Spiking Neural Networks for Continuous Control: Neuromorphic Reinforcement Learning in Conventional Computing
Abstract
Reinforcement learning (RL) algorithms have made strides over the past decade applying them to a wide range of problems and control tasks. While the primary improvements noted are those in discrete environments, using techniques such as convolutional neural networks, the concerns of their continuous environment counterparts have lagged behind. Neuromorphic hardware implementations have shared in these struggles, failing to make progress in implementing RL frameworks that operate consistently in continuous environments. Key implementations of Spiking Neural Networks (SNNs) work to solve these problems by offering alternative strategies to implement neural networks on neuromorphic hardware. In this paper, we propose the Spiking Actor Network Soft Actor Critic (SANSAC) to address the use of RL frameworks in continuous environments, designed as a framework that can be implemented on neuromorphic hardware.

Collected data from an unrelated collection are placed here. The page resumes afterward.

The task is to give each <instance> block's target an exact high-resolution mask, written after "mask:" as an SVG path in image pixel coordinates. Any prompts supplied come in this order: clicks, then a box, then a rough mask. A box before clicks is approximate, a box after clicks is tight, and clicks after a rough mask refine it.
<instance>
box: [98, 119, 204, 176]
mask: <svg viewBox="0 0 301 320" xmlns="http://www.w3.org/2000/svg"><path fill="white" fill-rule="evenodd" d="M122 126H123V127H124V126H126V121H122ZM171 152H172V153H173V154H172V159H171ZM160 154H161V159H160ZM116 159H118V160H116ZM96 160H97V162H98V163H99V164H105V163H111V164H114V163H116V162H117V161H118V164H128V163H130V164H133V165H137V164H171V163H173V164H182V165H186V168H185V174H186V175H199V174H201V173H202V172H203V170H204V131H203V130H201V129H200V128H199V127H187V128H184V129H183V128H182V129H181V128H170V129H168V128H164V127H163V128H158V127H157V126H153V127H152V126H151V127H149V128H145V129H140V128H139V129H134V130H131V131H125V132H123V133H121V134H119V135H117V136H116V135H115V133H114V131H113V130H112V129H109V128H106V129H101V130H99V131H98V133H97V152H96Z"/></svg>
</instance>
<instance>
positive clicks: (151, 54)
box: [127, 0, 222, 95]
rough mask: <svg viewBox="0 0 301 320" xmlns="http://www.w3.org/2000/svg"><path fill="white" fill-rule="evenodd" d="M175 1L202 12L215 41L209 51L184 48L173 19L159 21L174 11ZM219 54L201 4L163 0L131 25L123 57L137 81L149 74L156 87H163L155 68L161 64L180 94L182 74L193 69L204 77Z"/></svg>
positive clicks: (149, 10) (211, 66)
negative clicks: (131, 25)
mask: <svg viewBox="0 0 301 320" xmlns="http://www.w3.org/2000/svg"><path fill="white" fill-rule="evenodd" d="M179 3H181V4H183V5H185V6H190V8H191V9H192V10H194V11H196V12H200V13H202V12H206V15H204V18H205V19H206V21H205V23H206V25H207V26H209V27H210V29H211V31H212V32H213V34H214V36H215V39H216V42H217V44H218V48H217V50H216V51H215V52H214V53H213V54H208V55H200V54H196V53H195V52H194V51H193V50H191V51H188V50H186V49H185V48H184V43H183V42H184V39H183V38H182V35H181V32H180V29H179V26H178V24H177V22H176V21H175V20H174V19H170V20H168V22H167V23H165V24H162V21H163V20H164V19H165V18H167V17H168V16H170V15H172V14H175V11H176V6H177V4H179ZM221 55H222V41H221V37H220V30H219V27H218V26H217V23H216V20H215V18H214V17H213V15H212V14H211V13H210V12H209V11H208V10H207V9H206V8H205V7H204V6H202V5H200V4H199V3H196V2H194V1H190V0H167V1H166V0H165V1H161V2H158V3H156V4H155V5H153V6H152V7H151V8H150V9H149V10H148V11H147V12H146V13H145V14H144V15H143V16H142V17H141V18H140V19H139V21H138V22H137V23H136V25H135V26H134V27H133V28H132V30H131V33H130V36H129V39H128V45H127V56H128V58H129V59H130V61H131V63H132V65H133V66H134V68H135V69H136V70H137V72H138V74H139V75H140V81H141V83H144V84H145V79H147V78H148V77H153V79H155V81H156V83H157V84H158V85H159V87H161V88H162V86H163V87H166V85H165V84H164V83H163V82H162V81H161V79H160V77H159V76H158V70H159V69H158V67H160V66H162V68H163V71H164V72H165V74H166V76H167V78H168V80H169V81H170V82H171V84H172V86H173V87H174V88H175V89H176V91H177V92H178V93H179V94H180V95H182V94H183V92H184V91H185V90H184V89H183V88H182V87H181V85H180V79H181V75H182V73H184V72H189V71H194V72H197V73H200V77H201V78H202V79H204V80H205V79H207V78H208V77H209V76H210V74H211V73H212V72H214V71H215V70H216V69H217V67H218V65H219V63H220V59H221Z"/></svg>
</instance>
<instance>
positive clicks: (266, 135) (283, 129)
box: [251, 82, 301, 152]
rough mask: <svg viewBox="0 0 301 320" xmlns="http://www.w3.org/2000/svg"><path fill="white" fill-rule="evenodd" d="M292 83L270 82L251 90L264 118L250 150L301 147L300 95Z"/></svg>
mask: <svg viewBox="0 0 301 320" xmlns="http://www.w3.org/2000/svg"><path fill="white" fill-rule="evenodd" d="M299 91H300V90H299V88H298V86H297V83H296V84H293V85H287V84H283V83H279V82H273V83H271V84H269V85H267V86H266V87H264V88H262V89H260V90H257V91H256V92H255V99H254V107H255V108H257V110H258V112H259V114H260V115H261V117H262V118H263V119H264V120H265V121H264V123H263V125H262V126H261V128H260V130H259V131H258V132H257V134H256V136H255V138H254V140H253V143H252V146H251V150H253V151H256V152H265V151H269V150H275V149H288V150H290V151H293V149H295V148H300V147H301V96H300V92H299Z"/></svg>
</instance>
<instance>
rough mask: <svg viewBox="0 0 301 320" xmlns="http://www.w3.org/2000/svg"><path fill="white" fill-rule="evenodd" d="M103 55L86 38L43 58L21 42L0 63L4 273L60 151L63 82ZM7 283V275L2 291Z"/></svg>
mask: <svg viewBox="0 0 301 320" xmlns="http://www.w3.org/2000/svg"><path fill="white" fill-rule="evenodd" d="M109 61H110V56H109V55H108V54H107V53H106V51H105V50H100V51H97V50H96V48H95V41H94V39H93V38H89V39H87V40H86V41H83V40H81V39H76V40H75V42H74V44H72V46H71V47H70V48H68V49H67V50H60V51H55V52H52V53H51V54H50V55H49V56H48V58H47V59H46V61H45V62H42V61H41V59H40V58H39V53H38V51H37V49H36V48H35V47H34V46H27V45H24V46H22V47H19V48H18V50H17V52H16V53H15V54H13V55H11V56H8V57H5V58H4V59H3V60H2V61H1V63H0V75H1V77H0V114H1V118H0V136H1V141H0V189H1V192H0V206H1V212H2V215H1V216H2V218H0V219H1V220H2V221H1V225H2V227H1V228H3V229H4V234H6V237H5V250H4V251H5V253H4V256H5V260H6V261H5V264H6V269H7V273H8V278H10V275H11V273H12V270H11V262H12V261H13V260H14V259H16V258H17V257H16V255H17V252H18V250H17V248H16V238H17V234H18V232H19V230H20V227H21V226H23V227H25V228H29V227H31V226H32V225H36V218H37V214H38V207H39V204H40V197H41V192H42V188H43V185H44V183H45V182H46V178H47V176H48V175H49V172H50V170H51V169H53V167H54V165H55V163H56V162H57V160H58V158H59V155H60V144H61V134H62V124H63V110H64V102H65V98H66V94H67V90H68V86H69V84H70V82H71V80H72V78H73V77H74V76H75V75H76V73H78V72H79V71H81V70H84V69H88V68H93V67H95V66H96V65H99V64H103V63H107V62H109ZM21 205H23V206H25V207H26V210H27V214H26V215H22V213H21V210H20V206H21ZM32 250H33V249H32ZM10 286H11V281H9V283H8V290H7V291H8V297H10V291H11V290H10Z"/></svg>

We compare a traditional Soft Actor Critic (SAC) network to SANSAC in a traditional computer. We demonstrate the near equivalent performance of SANSAC and SAC, while addressing the impact of hidden dimensions. Our results demonstrate the viability of SNN based algorithms in complex continuous environments, as well as competitive performance to traditional neural networks in traditional computers, providing a basis to continue exploring the use of SNNs in continuous RL frameworks.